Pur riconoscendo il contesto complicato, segnato dal calo degli ordinativi e dalla perdita di importanti commesse, tra cui quella di IKEA, denunciamo l’assenza di qualsiasi visione industriale. Non esiste nel comunicato stampa aziendale un piano di rilancio, né un progetto che parli di diversificazione: solo tagli al personale, come soluzione unica e immediata.
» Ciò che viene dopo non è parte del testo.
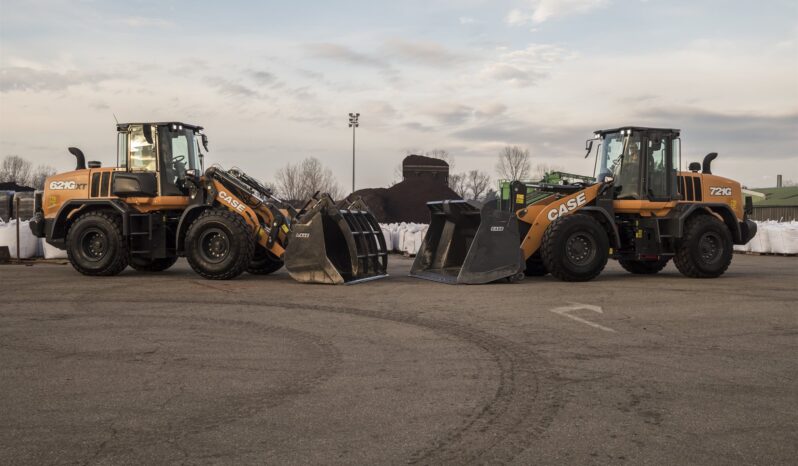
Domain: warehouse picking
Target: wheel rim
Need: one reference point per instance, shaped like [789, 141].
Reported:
[94, 244]
[214, 245]
[710, 247]
[580, 248]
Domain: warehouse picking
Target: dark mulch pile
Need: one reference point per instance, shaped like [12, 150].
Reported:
[405, 201]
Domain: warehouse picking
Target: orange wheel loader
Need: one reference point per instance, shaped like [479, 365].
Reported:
[157, 205]
[641, 210]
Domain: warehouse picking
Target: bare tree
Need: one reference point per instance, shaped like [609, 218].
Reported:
[457, 182]
[40, 174]
[300, 181]
[478, 183]
[542, 168]
[513, 163]
[15, 169]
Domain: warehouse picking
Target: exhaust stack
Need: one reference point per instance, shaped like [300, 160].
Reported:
[81, 159]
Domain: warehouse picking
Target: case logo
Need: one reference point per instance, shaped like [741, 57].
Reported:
[234, 203]
[65, 185]
[566, 207]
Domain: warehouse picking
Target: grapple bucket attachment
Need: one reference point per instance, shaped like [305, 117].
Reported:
[468, 242]
[335, 245]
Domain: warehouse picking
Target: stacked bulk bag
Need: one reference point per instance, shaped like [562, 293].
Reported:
[24, 205]
[6, 205]
[404, 237]
[783, 237]
[28, 244]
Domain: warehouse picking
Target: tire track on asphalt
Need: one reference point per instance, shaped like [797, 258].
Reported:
[521, 409]
[325, 362]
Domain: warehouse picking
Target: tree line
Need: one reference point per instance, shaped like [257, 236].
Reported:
[513, 163]
[299, 181]
[15, 169]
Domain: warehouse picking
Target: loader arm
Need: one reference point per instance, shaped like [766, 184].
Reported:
[541, 214]
[259, 218]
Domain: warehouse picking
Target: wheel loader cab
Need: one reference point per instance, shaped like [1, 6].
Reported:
[157, 155]
[642, 162]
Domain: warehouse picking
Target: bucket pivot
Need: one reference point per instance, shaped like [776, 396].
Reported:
[468, 242]
[328, 244]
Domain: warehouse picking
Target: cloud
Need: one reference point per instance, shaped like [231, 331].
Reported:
[146, 22]
[542, 10]
[231, 88]
[346, 55]
[263, 77]
[740, 135]
[416, 126]
[423, 52]
[525, 67]
[452, 114]
[17, 78]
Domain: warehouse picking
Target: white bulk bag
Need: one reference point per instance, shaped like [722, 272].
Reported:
[760, 243]
[783, 238]
[27, 242]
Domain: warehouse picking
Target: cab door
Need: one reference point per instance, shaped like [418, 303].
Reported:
[659, 181]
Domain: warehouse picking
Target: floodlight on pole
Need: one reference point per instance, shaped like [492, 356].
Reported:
[353, 123]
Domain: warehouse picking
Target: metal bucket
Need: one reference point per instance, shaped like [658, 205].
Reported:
[335, 245]
[470, 243]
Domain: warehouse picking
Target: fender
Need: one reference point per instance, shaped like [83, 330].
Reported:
[717, 209]
[56, 235]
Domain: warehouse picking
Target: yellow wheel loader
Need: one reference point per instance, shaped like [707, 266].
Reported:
[641, 210]
[157, 205]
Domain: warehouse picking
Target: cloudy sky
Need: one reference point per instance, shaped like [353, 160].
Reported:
[273, 82]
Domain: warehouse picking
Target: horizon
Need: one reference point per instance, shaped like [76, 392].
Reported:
[274, 83]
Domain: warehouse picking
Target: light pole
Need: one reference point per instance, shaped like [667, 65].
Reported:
[353, 124]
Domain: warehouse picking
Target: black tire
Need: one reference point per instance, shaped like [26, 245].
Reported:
[151, 265]
[535, 267]
[219, 244]
[644, 267]
[264, 262]
[705, 250]
[575, 248]
[95, 244]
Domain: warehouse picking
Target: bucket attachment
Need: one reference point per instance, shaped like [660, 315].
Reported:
[335, 245]
[468, 242]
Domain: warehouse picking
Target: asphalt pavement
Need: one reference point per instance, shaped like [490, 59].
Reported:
[170, 368]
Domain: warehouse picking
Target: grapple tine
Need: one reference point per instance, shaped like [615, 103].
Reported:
[337, 246]
[470, 243]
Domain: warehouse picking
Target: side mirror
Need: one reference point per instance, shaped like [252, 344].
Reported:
[749, 205]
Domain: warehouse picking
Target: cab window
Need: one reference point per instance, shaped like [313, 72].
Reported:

Non possiamo accettare che dopo anni di sacrifici, cassa integrazione e sospensioni, i lavoratori e le lavoratrici siano ancora una volta l’unica leva sulla quale agire per far quadrare i conti. È necessario un cambio di rotta immediato: serve un piano industriale credibile, che garantisca continuità produttiva e occupazionale per il territorio.
FIM, FIOM e UILM chiedono all’azienda trasparenza, responsabilità e un confronto vero. Non ci limiteremo a discutere di ammortizzatori sociali: vogliamo garanzie occupazionali, impegni contrattuali concreti e una strategia chiara per il futuro del sito di San Donà.
Saremo al fianco delle lavoratrici e dei lavoratori in ogni fase di questa vertenza, pronti a mettere in campo tutte le iniziative necessarie per difendere l’occupazione, la dignità e il valore del lavoro.